Table 1. Effect of treatment-related confounding with or without predictive interaction on sample size for an adequately powered study.
| Predictive interaction | Subgroup | Treatment confounding | |||
|---|---|---|---|---|---|
| Noa | Yesb | ||||
| Biomarker + | Biomarker − | Biomarker + | Biomarker − | ||
| No | Proportion of patients | 30% | 70% | 30% | 70% |
| Proportion receiving adjuvant treatment | 80% | 80% | 90% | 60% | |
| Treatment efficacy (HR) | 0.6 | 0.6 | 0.6 | 0.6 | |
| Event rate (baseline) | 31% | 15% | 31% | 15% | |
| Event rate (post adjuvant treatment) | 21% | 10% | 20% | 12% | |
| Sample size needed | ~ 550 | ~ 1075 (2-fold) | |||
| Yes | Proportion of patients | 30% | 70% | 30% | 70% |
| Proportion receiving adjuvant treatment | 80% | 80% | 90% | 60% | |
| Treatment efficacy (HR) | 0.2 | 0.5 | 0.2 | 0.5 | |
| Event rate (baseline) | 31% | 15% | 31% | 15% | |
| Event rate (post adjuvant treatment) | 11% | 9% | 9%* | 11%* | |
| Sample size needed | ~ 11650 (21-fold) | ~ 11650 (21-fold) | |||
Modelling assumptions reported in this table are similar to UK/ANZ DCIS HER2 data and current use of adjuvant treatment in DCIS. BIOMARKER - Biomarker is expressed in 30% of samples and is associated with 2-fold increase in event risk. a No treatment confounding, for example, in a randomised trial OR when the biomarker (unlike HER2) is NOT associated with any features that influence adjuvant treatment selection (e.g. high grade, larger lesion size or necrosis which would normally lead to a greater use of adjuvant radiotherapy). b Treatment confounding present, for example, in a cohort study or single institution series when the biomarker (e.g.

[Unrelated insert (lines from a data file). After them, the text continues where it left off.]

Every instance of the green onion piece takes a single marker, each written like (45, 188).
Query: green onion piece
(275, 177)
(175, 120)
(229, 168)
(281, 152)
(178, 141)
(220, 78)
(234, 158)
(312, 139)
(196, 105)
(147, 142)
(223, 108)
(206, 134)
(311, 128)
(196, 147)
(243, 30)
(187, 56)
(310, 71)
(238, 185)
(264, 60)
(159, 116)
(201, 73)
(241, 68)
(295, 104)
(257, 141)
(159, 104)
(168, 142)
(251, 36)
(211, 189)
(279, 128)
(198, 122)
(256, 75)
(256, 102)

HER2) is associated with features that influence adjuvant treatment selection (e.g., high grade, larger lesion size or necrosis leading to a greater use of adjuvant radiotherapy in biomarker-positive subgroup even when biomarker status is not known). c Predictive interaction present (e.g. HER2), with a greater adjuvant treatment efficacy in biomarker-positive subgroup (HR = 0.2) as compared with biomarker-negative subgroup (HR = 0.5). * effect observed in the opposite direction of true effect.